Now the thing is, it's not interesting for very long if for example again you have a day/night cycle that you apply to all plants of type x and q. A world isn't a world at all if there is no individualism. Also we're talking about games here, if something is boring in real life you can throw it away and invent something better.

So what I'm saying is, as a designer you should try to live in the world you're creating, not just from the perspective of a man but looking at it from all different viewpoints. I'm sure it was very novel (at first) in Diablo II when those chickens shuffled around the encampment in the first act, but there wasn't much point to it at all, much like the roaches you could walk over in the second act. This isn't really what you want to be doing when populating your world. Randomness is another thing you shouldn't be doing if you want to be interesting. That's why you can never make a large world that is truly detailed.

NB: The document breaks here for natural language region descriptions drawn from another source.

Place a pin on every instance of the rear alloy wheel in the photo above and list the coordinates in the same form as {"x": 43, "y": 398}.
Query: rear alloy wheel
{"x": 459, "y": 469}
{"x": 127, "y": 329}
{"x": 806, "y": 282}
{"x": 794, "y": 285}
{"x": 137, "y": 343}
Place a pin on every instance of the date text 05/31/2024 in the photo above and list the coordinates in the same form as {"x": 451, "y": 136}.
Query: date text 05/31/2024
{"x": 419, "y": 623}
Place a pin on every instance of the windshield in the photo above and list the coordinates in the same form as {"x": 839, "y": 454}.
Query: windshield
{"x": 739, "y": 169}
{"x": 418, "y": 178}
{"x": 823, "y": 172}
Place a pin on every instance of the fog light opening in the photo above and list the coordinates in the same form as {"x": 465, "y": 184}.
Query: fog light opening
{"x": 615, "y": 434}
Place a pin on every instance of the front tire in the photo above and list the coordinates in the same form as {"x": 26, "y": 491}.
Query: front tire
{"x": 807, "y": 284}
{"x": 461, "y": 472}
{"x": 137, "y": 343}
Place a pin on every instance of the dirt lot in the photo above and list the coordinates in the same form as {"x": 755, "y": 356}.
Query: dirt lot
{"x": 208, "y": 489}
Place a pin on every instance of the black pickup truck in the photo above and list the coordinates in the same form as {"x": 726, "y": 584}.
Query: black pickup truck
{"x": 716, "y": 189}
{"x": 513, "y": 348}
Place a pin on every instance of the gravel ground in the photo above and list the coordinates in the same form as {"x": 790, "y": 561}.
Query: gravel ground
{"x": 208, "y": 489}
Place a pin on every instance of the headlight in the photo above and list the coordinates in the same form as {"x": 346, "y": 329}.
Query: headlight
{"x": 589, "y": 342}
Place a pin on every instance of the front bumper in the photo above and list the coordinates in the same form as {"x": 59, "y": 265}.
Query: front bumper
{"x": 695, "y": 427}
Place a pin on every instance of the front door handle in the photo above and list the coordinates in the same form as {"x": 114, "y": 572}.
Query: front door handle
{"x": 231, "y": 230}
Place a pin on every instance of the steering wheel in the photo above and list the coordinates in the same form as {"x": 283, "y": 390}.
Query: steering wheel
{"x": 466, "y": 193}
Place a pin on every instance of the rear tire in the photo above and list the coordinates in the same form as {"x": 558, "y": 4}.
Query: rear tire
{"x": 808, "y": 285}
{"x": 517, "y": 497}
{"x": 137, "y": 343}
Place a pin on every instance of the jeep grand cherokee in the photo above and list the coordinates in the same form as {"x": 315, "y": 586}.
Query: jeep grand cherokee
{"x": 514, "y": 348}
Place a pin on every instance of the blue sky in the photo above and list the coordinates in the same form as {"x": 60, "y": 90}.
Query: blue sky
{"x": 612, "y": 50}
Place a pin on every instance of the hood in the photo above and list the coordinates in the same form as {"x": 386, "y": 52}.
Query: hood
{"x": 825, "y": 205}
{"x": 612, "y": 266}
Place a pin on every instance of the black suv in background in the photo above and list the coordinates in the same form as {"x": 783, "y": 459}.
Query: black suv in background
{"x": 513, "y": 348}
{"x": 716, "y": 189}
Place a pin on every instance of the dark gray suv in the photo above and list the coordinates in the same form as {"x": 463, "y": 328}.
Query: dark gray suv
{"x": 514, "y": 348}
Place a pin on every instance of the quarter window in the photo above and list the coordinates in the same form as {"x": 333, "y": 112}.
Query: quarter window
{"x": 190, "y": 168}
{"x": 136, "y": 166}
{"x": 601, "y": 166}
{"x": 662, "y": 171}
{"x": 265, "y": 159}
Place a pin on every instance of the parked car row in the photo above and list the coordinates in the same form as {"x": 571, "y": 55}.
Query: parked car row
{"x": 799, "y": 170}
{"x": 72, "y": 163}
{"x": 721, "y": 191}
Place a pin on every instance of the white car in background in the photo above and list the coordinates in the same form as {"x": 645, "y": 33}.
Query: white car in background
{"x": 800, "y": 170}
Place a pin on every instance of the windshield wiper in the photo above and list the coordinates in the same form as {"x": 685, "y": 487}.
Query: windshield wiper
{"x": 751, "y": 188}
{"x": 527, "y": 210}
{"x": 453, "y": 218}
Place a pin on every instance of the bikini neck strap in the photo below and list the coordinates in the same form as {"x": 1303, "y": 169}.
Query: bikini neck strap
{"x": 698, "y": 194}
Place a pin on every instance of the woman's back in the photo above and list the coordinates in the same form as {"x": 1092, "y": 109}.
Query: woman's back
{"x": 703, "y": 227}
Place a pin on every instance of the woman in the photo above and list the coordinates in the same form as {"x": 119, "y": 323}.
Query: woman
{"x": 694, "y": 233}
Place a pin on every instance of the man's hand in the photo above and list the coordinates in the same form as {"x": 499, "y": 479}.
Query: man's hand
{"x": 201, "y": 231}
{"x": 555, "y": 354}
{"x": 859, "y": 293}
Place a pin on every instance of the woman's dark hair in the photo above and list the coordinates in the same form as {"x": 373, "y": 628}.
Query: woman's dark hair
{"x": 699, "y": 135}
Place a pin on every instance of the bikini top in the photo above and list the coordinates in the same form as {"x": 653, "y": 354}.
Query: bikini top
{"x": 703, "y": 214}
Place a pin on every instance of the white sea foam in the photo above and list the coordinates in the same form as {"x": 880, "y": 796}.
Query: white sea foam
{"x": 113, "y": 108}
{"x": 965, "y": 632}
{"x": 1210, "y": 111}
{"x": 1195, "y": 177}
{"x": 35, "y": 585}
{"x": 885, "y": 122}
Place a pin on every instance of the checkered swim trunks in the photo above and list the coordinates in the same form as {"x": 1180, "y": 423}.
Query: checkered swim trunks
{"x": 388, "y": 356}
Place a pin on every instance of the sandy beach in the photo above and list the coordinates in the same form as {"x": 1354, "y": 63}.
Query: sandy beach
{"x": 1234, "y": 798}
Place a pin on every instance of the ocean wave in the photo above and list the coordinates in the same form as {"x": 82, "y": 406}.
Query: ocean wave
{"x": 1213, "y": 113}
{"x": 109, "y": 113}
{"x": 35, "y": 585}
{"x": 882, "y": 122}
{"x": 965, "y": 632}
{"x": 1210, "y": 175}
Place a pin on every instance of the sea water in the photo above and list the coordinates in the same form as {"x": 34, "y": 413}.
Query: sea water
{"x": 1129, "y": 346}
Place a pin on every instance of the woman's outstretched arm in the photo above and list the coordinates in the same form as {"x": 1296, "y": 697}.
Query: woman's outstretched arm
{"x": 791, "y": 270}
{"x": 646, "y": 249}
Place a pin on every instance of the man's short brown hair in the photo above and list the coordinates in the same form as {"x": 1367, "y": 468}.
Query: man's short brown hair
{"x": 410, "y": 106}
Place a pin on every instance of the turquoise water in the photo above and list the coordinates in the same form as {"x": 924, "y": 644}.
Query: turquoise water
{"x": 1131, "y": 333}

OK, maybe Diablo II didn't really need much depth there. And sometimes your world just has to be big. Then again if you make a big world and decide to put a little effort into it, creating some very nice things here and there, the result is still not very good. In fact it's exactly the same as in the "towns vs. lands" problem where you can clearly differentiate between active areas and static backdrop areas. I'd like to see a complete world for a change.
The one thing that irritates me about most 'game worlds' is messed up scale. Designers have nothing to fill the oversized worlds with, so they 'cheat' filling it with oversized props... and in the end they have to allow people run around 24/7 because getting anywhere _walking_ takes way too long. And everyone constantly running in the world of oversized buildings... one hell of immersion breaker.